By Zadie Smith

(Penguin, $26.95, 416 pages)

Who is this author?

Zadie Smith has one of the brightest younger voices in British literature. Now 36, she has written notable books – the novels “White Teeth,” “The Autograph Man” and “On Beauty” and the essay collection “Changing My Mind,” as well as sharply conceived cultural and arts criticism. She wrote the much-praised “White Teeth” while attending Cambridge and has earned comparisons to no less than Dickens and Rushdie. It won the Guardian First Book Award, the Whitbread First Novel Award, and the Commonwealth Writers’ Prize, and she went on to earn other literary honors. Born to a British father and Jamaican mother in an ethnically mixed part of Northwest London – that’s the NW that gives her latest book its title – she was named Sadie, but llater changed it to Zadie because, she told the Guardian newspaper, “it seemed right, exotic, different.” “NW” is her latest, and eagerly awaited, novel. It has earned high praise from many reviewers and has baffled others, but any Zadie Smith book is worth your consideration.

What is this book about?

Four characters are the central focus of this book about people growing up in Northwest London in the Caldwell council estates, which is what the British call public housing, who take widely and wildly divergent paths as adults. Central  is Natalie Blake, born Keisha, who has left behind her name and her impoverished family, with its many discontents and failings, and has become a gentrified woman – a barrister married to a wealthy man, with children and all the attendant trappings of success. Some call her a “coconut” – dark outside, white inside – and you probably will not be surprised to learn that wealth and success have not brought her happiness. Since childhood, Natalie/Keisha’s life has been entwined with that of Leah Hanwell, who is white and married to an African hairdresser, Michel. Then there’s Nathan, whom the women have known since childhood and who is barely surviving a drug-filled life, and Felix, who has renounced the druggie life and is looking to move up.

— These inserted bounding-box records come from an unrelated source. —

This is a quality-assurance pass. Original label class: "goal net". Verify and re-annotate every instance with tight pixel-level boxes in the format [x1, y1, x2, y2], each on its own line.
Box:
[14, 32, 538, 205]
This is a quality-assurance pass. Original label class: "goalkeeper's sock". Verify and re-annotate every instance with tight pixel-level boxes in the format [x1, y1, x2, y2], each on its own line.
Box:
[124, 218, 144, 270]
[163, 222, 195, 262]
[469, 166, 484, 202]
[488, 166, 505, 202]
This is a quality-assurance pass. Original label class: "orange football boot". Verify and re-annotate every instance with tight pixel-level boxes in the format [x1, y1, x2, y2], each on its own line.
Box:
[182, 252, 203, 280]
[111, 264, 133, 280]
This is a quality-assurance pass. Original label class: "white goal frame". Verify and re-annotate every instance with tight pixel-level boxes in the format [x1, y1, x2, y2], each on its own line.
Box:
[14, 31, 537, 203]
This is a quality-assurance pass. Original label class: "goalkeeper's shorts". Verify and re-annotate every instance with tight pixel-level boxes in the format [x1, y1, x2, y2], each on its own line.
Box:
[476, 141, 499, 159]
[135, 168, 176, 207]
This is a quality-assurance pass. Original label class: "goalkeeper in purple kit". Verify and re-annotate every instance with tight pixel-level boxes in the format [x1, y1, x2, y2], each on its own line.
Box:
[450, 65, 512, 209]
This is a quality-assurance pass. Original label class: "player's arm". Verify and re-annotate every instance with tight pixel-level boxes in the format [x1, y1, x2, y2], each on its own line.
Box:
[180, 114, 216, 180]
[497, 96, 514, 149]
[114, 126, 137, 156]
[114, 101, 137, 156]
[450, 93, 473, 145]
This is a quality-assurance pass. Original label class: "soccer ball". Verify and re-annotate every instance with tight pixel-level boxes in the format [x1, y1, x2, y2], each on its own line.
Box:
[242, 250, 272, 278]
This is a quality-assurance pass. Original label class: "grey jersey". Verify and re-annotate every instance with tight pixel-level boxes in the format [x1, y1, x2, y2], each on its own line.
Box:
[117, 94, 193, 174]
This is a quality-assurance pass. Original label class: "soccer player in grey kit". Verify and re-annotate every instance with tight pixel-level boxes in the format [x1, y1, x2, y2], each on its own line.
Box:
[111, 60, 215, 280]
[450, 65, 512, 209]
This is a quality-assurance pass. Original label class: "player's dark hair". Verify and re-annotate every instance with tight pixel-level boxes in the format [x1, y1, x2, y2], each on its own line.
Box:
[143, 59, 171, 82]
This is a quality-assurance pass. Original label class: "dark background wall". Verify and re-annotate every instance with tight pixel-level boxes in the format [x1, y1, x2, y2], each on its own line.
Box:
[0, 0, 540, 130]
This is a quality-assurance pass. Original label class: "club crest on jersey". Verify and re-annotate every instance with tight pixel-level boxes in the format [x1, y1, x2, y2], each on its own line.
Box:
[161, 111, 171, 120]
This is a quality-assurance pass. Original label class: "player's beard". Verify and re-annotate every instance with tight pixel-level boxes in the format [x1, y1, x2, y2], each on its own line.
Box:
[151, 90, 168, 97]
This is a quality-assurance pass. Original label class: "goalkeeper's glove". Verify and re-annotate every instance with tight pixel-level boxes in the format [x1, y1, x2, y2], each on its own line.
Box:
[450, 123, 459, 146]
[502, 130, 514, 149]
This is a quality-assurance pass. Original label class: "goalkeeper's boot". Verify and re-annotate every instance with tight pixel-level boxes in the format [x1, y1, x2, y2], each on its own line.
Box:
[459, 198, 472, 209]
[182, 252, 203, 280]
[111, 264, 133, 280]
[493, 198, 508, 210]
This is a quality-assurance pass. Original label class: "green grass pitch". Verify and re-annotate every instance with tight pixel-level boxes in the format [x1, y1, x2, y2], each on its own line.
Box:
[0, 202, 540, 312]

Those are the people, but  another important aspect to this book is the fractured story-telling, a Joycean jam of short chapters, numbered sections, shifting tones, juggled chronologies, poetry, online chats and other devices that some will find rewarding to explore, and others, to be honest, will find annoying.

Why you’ll like it:

“NW” is a challenge to the casual reader and a feast for those who admire authors who make them stretch. With its intersecting stories and wide sweep from childhood to adulthood, there is much to savor here, and the deliberate use of different forms and styles of writing serves to engage those willing to make their way into the story. For what it’s worth, I read a chapter that appeared in The New Yorker and found the style quite easy to read.

What others are saying:

“[In] Smith’s excellent and captivating new novel… the lines dividing neighbors from strangers are not always clear or permanent. The book takes place in NW London, where characters intersect and circumvent one another’s lives and, in the process, expose their ethnic distinctions and class transformations, their relationships and their secrets. Leah’s childhood best friend Natalie Blake (formerly Keisha Blake) eventually becomes the primary focus and the contrast between the two women allows for some of the book’s most compelling insights, namely the inevitability of vs. the disinterest in becoming a mother, which Natalie has done and Leah decisively has not. The book’s middle section introduces Felix Cooper, a friend of neither woman, but whose fate will affect them both. Smith’s masterful ability to suspend all these bits and parts in the amber which is London refracts light, history, and the humane beauty of seeing everything at once,” says Publishers Weekly.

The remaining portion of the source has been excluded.